- Smith, 27, has been charged with cocaine trafficking.
- Sport Integrity Australia allegedly has text messages sent by a star
- Demons captain Gawn spoke out about the scandal on Wednesday
Max Gawn is convinced Melbourne does not have a drug culture as the AFL club reels from new anti-doping charges laid against teammate Joel Smith.
In a dramatic escalation, the league confirmed on Tuesday night that Sports Integrity Australia (SIA) had charged Smith with three anti-doping rule violations (ADRVs) of the Australian Football Anti-Doping Code for alleged “trafficking or attempted trafficking” of cocaine for third parties.
Gawn acknowledged the new charges were shocking, but the Demons captain staunchly defended his club.
It is the latest blow in a tumultuous off-season for Melbourne, with a number of off-field issues keeping the club in the headlines for all the wrong reasons.
Gawn (pictured playing for Melbourne on Sunday) is convinced the Demons do not have a drug culture problem despite sensational allegations leveled at teammate Joel Smith.

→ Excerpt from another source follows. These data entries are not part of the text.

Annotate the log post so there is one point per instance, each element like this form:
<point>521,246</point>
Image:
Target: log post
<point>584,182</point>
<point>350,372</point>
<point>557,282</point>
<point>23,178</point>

Smith (pictured with fiancee Elise Carroll) has been accused of sending cocaine text messages to other Melbourne players.
Smith has been provisionally suspended since October, when he was reported with a positive cocaine test following the Demons’ Round 20 win over Hawthorn on August 20.
Asked on Wednesday if there was any problem with the club, Gawn said: “In my opinion, no, no.
‘It’s obviously quite shocking. (But) all I can say is that for 16 years I’ve had drug tests and for 10 years I’ve had hair tests.
“In those 10 years, I had never been told that our club has a drug culture.
“Until they tell me we have a problem or until I can see it myself, with my own eyes, I can only be wrong.”
Gawn and AFL chief executive Andrew Dillon said the SIA investigation into the charges was ongoing and nothing had yet been proven.
After Melbourne crashed out of the finals in straight sets for the second season in a row, issues intensified around their star outfield player Clayton Oliver and Smith’s positive test also became public.
The 27-year-old’s career is in jeopardy after Sport Integrity Australia brought new anti-doping charges against him, including an allegation of cocaine trafficking.
Amid other media reports of off-field problems at the club, chief executive Gary Pert claimed the club’s culture was “the best I have seen in 40 years”.
“I’d like to think I have a good understanding of our group and that we’ve had an incredible summer, with the turmoil we had during September and October,” Gawn said.
‘I’m incredibly optimistic, we have the right culture.
‘I’m not hiding, there are problems, and we will make sure we get it right. “But there will be problems every year, whether you (the media) write about it or not.”
Gawn spoke impressively at an AFL function on Wednesday morning, although he noted he was limited given the ongoing investigation.
The Demons captain also said Tuesday night was the first he heard about the allegation that Smith had texted his teammates regarding cocaine.
Demons captain Gawn (pictured playing last Sunday) did not deny the club has issues with its culture and said the team has had an “incredible summer”.
According to the code, trafficking is defined as “the sale, delivery, transportation, shipment, delivery or distribution of a prohibited substance by an athlete… to any third party.”
Smith was also notified of another ADRV for possession of cocaine on September 9, 2022.
He was already facing a maximum four-year suspension under the AFL’s anti-doping code for his positive cocaine test.
It’s unclear how much the additional charges could add to any suspension, or when that would be determined.
Smith will remain provisionally suspended and will not be able to train or play with his teammates, and the AFL confirmed under the code that the SIA will further investigate the new alleged breaches.
The 27-year-old’s matter could be heard at the AFL Anti-Doping Tribunal, but there is no timetable on when that could happen.